I have no idea how that card can be stable with those clocks and the x1950's voltage table?  I don't believe it.


----------



## Morgoth (Aug 15, 2007)

meh gona wait fo hd2900pro agp version 
or if anny one got a good readme step by step how to do a voltmod or bios mod


----------



## casper250c (Aug 15, 2007)

erocker I can understand why you don't beleive it because I am skeptical about it also and why I asked how, all I can tell you is thats what it's at and there don't seem to be any negative effects..

Can anyone here who is more knowledgeable come up with some clue?

currently Iam running the artifact checker in atitool I will add an image here later after it runs for a good while


----------



## cdawall (Aug 15, 2007)

run some benchies on it


http://hwbot.org/quickSearch.do?hardwareId=GPU_1035&name=Radeon+X1950+Pro+512mb+(181)


according to HWBOT thats a hell of an oc BENCH it and put it in HWBOT so TPU gets some more points


----------



## Morgoth (Aug 15, 2007)

i just runned benchmark forced me to clockdown the core to 614, i have no problems whileplaying hl2 on 627 :S

http://service.futuremark.com/orb/resultanalyzer.jsp?projectType=14&XLID=0&UID=10547131


----------



## Morgoth (Aug 15, 2007)

InnocentCriminal said:


> the robot woman freaks me out and she's too bloody loud!

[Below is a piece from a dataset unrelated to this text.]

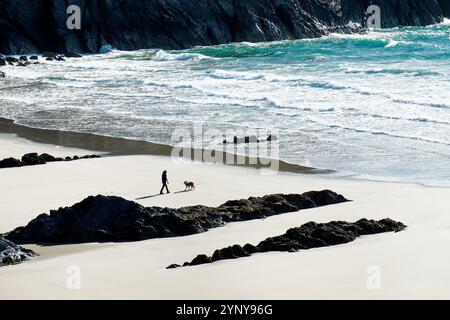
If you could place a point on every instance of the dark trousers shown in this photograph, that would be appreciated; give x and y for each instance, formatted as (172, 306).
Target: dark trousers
(164, 186)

i love that robot woman on it  i made background of her


----------



## InnocentCriminal (Aug 15, 2007)

Whatever floats y'boat dude.


----------



## Morgoth (Aug 15, 2007)

lol sheck my 3dmark test


----------



## casper250c (Aug 15, 2007)

Like I said  my machine is limiting my cards performance I only hit 6541 this run although that is with only the drivers that came on the disk..  I've been trying to find a driver set that will make this thing shine but I can't remember half the sites for modded drivers my best so far is this
http://service.futuremark.com/orb/resultanalyzer.jsp?projectType=12&XLID=0&UID=10461972
but I can't remember which drivers I used because I've changed them so many times..  1 other odd thing could someone tell me how with almost identical scores in the tests why the link above scored almost 1000 points higher than this 1 below?
http://service.futuremark.com/orb/resultanalyzer.jsp?projectType=12&XLID=0&UID=10551865


this is just an image of 3dmark so you can see it IS running at those speeds and IS the agp pro model
http://img256.imageshack.us/img256/6268/seedl2.png


----------



## casper250c (Aug 15, 2007)

If possible could someone post the best performance related drivers they found so far for these cards?


----------



## Morgoth (Aug 16, 2007)

casper250c said:


> Like I said  my machine is limiting my cards performance I only hit 6541 this run although that is with only the drivers that came on the disk..  I've been trying to find a driver set that will make this thing shine but I can't remember half the sites for modded drivers my best so far is this
> http://service.futuremark.com/orb/resultanalyzer.jsp?projectType=12&XLID=0&UID=10461972
> but I can't remember which drivers I used because I've changed them so many times..  1 other odd thing could someone tell me how with almost identical scores in the tests why the link above scored almost 1000 points higher than this 1 below?
> http://service.futuremark.com/orb/resultanalyzer.jsp?projectType=12&XLID=0&UID=10551865
> ...


i'm gona try a other way to increas it 
wats the speed of a Pci-E in mhz? 100? mine agp4x is at 88mhz orginal speed 66mhz on agp4x i can easly overclock that to 100mhz


----------



## cdawall (Aug 16, 2007)

Morgoth said:


> i'm gona try a other way to increas it
> wats the speed of a Pci-E in mhz? 100? mine agp4x is at 88mhz orginal speed 66mhz on agp4x i can easly overclock that to 100mhz



oc'ing your bus makes no difference i have had mine rune 1XX before (4x agp card) no difference from stock as far as GPU performance


----------



## Scrizz (Aug 25, 2007)

man 7.8 drvs are buggy for me man..... half the icons don't show up, games are just a black screen.... 7.7 much better
i can get 648/816 no problem... i think i can go higher on mem, but haven't tried yet

btw using Sapphire x1950gt AGP ftw


----------



## tkpenalty (Sep 10, 2007)

7.8 Drivers = not compatible with AGP. 7.8 for PCI-E are better than 7.7

AGP FTL, thank you. As mentioned earlier, some chips OC better than others, i have a non-overclocking chip here.


----------



## InnocentCriminal (Sep 10, 2007)

Nothing wrong with AGP.


----------



## Morgoth (Sep 13, 2007)

ccc 7,9 is great


----------